Riferimenti normativi: articolo 133, comma 8, del decreto legislativo n. 50/2016; articolo 1, comma 3, del decreto-legge n. 32/2019, convertito con modificazioni dalla legge n.  55/2019; legge 7 agosto 1990, n. 241.

Parole chiave: Verifica dei requisiti di partecipazione - Inversione procedimentale – Diritto di accesso ai sensi dell’articolo 22 della legge 7 agosto 1990 n.  241 ai documenti non esaminati dalla commissione – Sussiste.

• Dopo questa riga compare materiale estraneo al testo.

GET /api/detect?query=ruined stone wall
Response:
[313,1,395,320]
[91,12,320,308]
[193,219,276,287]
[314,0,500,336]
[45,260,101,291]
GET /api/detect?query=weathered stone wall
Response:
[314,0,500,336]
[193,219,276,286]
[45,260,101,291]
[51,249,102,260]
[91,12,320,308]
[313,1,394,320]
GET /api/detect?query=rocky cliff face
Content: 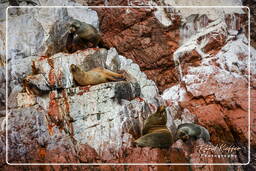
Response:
[0,0,256,170]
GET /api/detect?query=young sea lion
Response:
[134,106,173,148]
[176,123,210,142]
[70,64,124,86]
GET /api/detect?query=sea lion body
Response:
[176,123,210,142]
[134,106,173,148]
[134,129,172,148]
[70,64,124,86]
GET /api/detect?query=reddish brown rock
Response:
[97,8,180,91]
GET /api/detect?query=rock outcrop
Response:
[0,0,256,171]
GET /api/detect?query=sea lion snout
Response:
[70,64,78,72]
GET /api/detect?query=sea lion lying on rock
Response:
[176,123,210,142]
[70,64,125,86]
[133,106,173,148]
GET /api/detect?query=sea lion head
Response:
[70,64,80,73]
[69,20,81,33]
[176,129,189,141]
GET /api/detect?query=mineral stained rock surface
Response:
[0,0,256,171]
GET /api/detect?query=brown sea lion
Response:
[176,123,210,142]
[134,106,173,148]
[70,64,125,86]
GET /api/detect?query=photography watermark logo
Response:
[191,144,241,158]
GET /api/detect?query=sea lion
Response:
[70,64,125,86]
[176,123,210,142]
[69,19,105,47]
[133,106,173,148]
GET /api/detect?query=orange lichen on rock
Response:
[77,85,91,96]
[38,147,46,159]
[47,59,56,86]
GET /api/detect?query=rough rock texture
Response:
[0,0,256,170]
[97,8,180,91]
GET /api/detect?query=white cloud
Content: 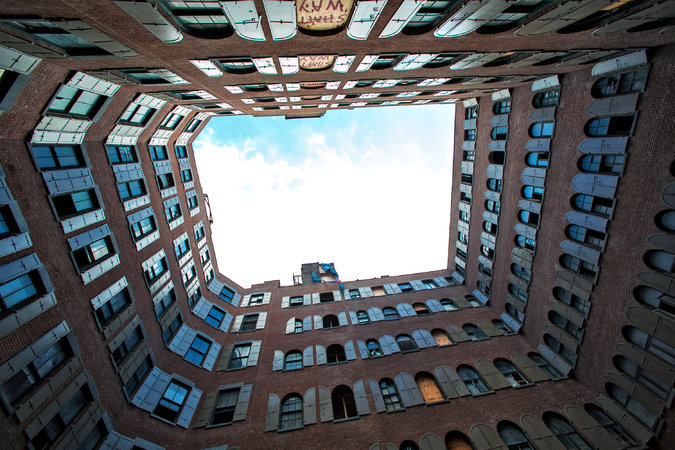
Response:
[194,106,453,286]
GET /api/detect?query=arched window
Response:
[623,326,675,367]
[492,319,514,336]
[577,155,624,175]
[382,306,401,320]
[490,127,509,141]
[565,225,605,250]
[497,422,534,450]
[544,333,577,366]
[504,303,525,323]
[532,89,560,108]
[323,314,340,328]
[613,355,671,400]
[585,116,633,137]
[445,431,473,450]
[511,263,532,283]
[457,366,490,395]
[415,372,445,404]
[644,250,675,273]
[591,67,649,98]
[330,385,358,420]
[560,255,598,280]
[485,178,502,192]
[356,311,370,323]
[284,350,302,370]
[485,200,499,214]
[399,441,420,450]
[508,283,527,303]
[279,394,303,430]
[518,210,539,227]
[605,383,659,430]
[366,339,383,358]
[431,328,452,347]
[570,194,613,217]
[483,220,497,236]
[520,185,544,202]
[396,334,419,353]
[441,298,459,311]
[529,122,553,138]
[495,358,530,387]
[633,286,675,315]
[413,303,431,316]
[553,287,590,315]
[516,234,534,252]
[525,152,548,167]
[326,344,347,364]
[480,245,495,261]
[492,99,511,114]
[380,378,403,411]
[527,352,562,380]
[548,311,581,340]
[584,404,638,448]
[462,323,487,341]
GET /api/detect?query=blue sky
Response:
[193,105,454,287]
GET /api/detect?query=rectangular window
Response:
[155,288,176,319]
[185,335,211,366]
[95,287,131,328]
[112,327,143,366]
[180,169,192,183]
[218,286,234,303]
[31,145,86,170]
[46,86,108,119]
[73,237,115,272]
[227,344,251,370]
[210,388,239,425]
[0,205,20,239]
[31,386,91,449]
[159,113,183,130]
[157,172,176,190]
[162,314,183,344]
[176,238,190,259]
[0,270,45,317]
[204,306,225,328]
[124,356,154,397]
[0,338,73,406]
[117,179,147,201]
[185,119,202,133]
[239,314,258,331]
[50,189,99,220]
[164,203,183,222]
[119,103,156,126]
[398,283,414,292]
[176,145,187,159]
[199,248,211,266]
[131,216,157,242]
[148,145,169,161]
[144,258,169,285]
[152,380,190,422]
[105,145,138,164]
[195,226,204,242]
[188,195,199,210]
[183,265,197,287]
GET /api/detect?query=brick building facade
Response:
[0,0,675,450]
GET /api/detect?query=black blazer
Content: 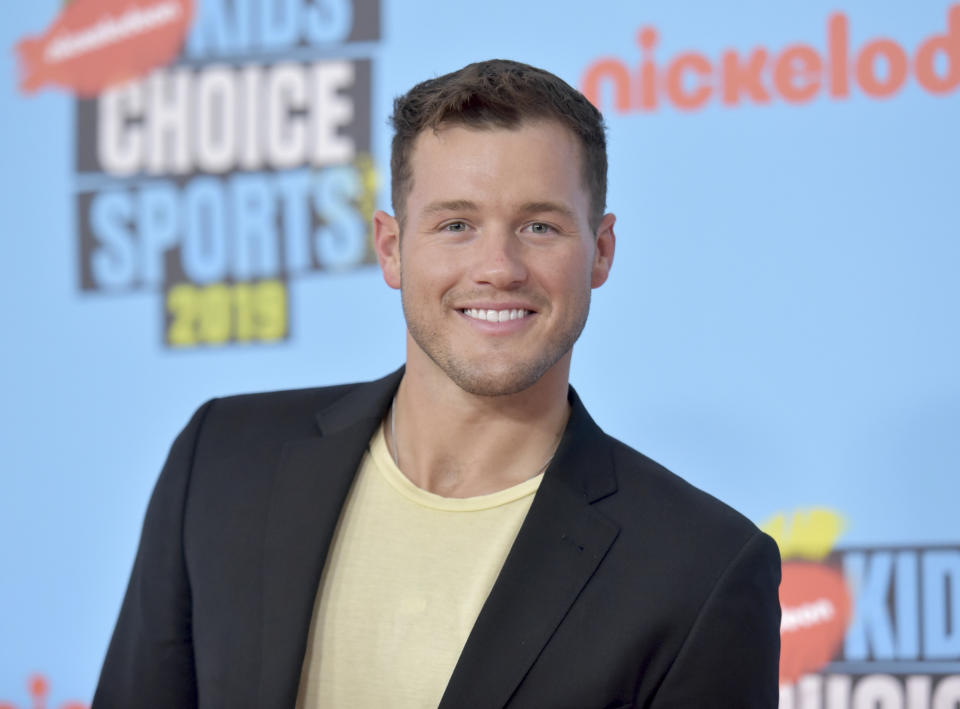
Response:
[93,370,780,709]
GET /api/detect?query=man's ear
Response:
[590,214,617,288]
[373,209,400,288]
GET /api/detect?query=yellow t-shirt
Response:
[297,427,543,709]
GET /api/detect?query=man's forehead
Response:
[407,119,587,207]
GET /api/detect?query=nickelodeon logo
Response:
[581,4,960,113]
[0,674,90,709]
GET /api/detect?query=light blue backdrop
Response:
[0,0,960,707]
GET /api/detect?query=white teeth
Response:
[463,308,530,322]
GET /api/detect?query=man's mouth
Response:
[460,308,533,322]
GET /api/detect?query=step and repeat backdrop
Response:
[0,0,960,709]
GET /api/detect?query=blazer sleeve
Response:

Massima: La facoltà consentita dall’articolo 133 del codice dei contratti pubblici, preordinata alla semplificazione e all’accelerazione delle procedure di aggiudicazione, non può giustificare la deroga alla normativa vigente in materia di accesso ai documenti amministrativi, che costituisce principio generale dell’attività amministrativa volto a favorire la partecipazione e assicurarne l’imparzialità e la trasparenza. Resta tuttavia inteso che il diritto di accesso, in via generale, deve essere differito ad un momento successivo in cui esso risulta possibile senza arrecare pregiudizio o lesione del principio di segretezza. Pertanto, al ricorrere dei presupposti previsti dalla legge n. 241/90, tra cui l’interesse concreto ed attuale dell’istante, la stazione appaltante dovrà consentire l’accesso ai documenti comprovanti il possesso dei requisiti di partecipazione, anche nel caso in cui gli stessi non siano stati oggetto di verifica per effetto dell’inversione procedimentale, ovvero differire lo stesso al momento in cui esso risulta possibile, nei termini anzidetti.

 

 

Il Consiglio dell’Autorità Nazionale Anticorruzione


nell’adunanza del 27 maggio 2020;

VISTA la nota acquisita al prot. Autorità n. 32150 del 30/4/2020, con cui l’Agenzia del Demanio, Direzione di Roma Capitale, ha richiesto un parere in merito all’applicazione della disciplina sull’accesso agli atti di gara di cui alla legge 241/90 in caso di inversione procedimentale ai sensi del combinato disposto degli articoli 1, comma 3, del decreto-legge n. 32/2019, convertito con modificazioni dalla legge n.  55/2019, e 133, comma 8, del decreto legislativo n. 50/2016, che consente di posticipare l’esame della documentazione amministrativa e la verifica dei requisiti di ammissione, all’esito dell’esame delle offerte tecniche ed economiche.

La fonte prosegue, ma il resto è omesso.